Entführung
mit Mozartkugeln
Zehn
Jahre "Lindenstraße": Zum
Geburtstag einen Fernsehfilm
von
Bettina Cosack
"Aus
für die Lindenstraße" verkündet
in fetten Lettern die Boulevardzeitung "Blitz".
Für Detlef Hase bricht eine Welt
zusammen: Schließlich ist er, der
Chefprogrammierer der Gebühreneinzugszentrale,
ein Mega-Fan der ARD-Endlos-Serie und dazu
glühender Verehrer von Mutter Beimer.
Die "Lindenstraße"
abgesetzt? Hase sinnt auf Rache, entführt
die Dame seines Herzens - und der erste
abendfüllende "Lindenstraßen"-Film
nimmt seinen Lauf.
Ein Fernsehfilm als Geburtstagsgeschenk:
Das hätten sich die "Lindenstraßen"-Macher
vor zehn Jahren nicht träumen lassen.
Vernichtend waren die Kritiken zur ersten
Folge, die am 8. Dezember 1985
ausgestrahlt wurde: "Glückwunsch.
An das ZDF" höhnte die "Welt
am Sonntag". Doch aus dem häßlichen
Entlein wurde mit der Zeit ein schöner
Schwan, der auf der Welle des Erfolges
schwimmt. Im Sommer wurde bereits die 500.
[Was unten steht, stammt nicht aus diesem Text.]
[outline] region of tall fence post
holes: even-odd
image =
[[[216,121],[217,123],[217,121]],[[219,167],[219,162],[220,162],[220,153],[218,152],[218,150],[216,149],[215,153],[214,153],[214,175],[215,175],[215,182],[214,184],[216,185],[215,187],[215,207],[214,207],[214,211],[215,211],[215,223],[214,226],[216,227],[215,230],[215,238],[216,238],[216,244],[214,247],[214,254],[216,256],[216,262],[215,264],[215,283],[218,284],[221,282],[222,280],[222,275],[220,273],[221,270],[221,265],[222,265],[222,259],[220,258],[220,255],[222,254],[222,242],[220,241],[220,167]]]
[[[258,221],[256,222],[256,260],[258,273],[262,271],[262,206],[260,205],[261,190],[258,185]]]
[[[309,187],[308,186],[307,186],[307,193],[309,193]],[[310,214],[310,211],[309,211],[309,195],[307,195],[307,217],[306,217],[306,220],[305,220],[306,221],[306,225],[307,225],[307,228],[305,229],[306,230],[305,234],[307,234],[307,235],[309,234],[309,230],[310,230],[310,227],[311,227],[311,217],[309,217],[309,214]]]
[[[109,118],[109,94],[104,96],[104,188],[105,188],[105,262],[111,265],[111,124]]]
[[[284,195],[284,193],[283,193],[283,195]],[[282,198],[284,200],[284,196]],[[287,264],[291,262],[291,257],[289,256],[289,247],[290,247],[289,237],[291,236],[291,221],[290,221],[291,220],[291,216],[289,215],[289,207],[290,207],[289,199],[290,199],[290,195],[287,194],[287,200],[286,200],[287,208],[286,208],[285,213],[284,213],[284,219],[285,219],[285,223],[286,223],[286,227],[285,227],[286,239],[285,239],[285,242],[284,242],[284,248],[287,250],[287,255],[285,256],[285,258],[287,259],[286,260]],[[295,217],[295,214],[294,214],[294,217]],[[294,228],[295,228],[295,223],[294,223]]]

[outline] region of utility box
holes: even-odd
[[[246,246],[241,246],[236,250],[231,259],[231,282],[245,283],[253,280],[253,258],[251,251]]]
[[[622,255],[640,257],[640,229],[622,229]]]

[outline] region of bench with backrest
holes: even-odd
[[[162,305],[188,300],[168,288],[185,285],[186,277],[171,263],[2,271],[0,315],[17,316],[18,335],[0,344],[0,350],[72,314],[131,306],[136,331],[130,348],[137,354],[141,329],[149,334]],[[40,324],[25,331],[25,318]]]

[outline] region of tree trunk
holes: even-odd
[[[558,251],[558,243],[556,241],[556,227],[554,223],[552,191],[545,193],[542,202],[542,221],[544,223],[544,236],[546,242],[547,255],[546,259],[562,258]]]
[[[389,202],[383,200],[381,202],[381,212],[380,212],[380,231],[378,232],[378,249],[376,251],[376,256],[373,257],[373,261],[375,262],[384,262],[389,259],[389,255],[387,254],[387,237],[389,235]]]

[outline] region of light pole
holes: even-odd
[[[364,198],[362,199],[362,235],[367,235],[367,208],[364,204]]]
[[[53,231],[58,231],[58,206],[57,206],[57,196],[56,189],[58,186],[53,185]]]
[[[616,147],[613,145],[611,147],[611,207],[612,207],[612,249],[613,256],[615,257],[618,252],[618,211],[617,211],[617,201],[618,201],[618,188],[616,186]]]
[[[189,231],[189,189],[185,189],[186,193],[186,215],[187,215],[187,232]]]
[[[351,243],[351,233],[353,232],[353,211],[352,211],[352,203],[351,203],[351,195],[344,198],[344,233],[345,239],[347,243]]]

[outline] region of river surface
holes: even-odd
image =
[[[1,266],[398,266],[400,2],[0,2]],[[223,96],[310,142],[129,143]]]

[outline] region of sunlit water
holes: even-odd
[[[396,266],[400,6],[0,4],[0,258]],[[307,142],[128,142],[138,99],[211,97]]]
Folge ordentlich gefeiert, am kommenden
Sonntag ist der zehnte Geburtstag an der
Reihe. Erst wird zur gewohnten Zeit die
reguläre Folge gesendet, in der
Ex-WDR-Chef Friedrich Nowottny eine
Gastrolle übernommen hat. Und um
20.15 Uhr folgt die "Entführung
aus der Lindestraße" - 80
Minuten lang extrem kurzweiliges Amüsement.
Die Handlung ist schnell erzählt:
Nachdem Detlev Hase Marie-Luise Marjan
direkt vom "Lindenstraßen"-Drehort
weg entführt hat, versteckt er sie in
einer Villa. Seine Drohung: Wenn die "Lindenstraße"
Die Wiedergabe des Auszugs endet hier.